Hi ed800uk,
Could this "rule" so forcefully stated in the university's online style guide but so little known by the anglophones in the forum be one of those those English-language rigidities that derive from the centuries when Latin was the language of the educated elite? When anything one could not do in Latin was self-evidently too vulgar for any English emitted by an educated person? No split infinitives, for example. Or no prepositions at the end of a sentence.
Are we possibly talking about a university where all the fellows on campus would have been literate in Latin a hundred years ago?
I don't remember any discussion of this subject in my favorite arbiter of style (see below), and I don't have one handy to check, but I don't feel the least bit undereducated for not knowing this obviously very esoteric usage preference.
Nowhere I've worked has ever required editors to enforce this particular rule. And so far, no professor, editor, or reviewer has ever ranted about it in the margins of anything I've ever submitted.
What one institution or publication or company (or socio-economic class) regards as vulgar or absolute misuse, another will regard as current usage. So, when editing or preparing documents to submit for publication, one simply follows the house style, as, for example, detailed on the university's web site.
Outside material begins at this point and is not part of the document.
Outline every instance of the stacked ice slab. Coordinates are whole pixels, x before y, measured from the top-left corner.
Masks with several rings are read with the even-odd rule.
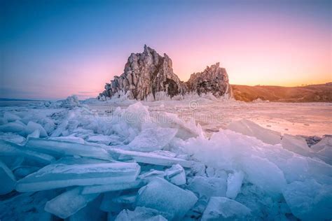
[[[207,137],[141,103],[73,101],[0,109],[1,221],[332,218],[330,136],[310,148],[244,120]]]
When not bound by a house style guide, we can all use our favorite arbiter of style. I prefer, for example, the University of Chicago Manual of Style, which is the generic style guide used by many publishing houses in the United States.
And when writing in blogs, follow your own conscience, I suppose. Me, I prefer "ten minutes' walk," for its immediacy, to the more verbose and less direct (to my ears) alternatives: "a walk of ten minutes" or "a walk that takes ten minutes," and I doubt that any readers would find the shorter form confusing.
Keep in mind that a style guide that prohibits the possessive form of an inanimate noun probably also includes a prohibition against contracted forms of verbs (It's going to rain, He's not going along after all...). On the other hand, most people who do marketing writing or any instructional or commercial writing in the US that's intended to seem accessible or "friendly" will have learned to use the contractions. It's all a matter of aiming for the level of language desired by the client or suitable for intended audience.
The longer I've worked as an editor, the less dogmatic I've became about lagnuage rules, though, of course, I reserve the right to rant about my pet peeves. Elsewhere. (I hope that this lengthy post doesn't qualify as a rant!)
Interesting how much reaction your question/comment has inspired, don't you think?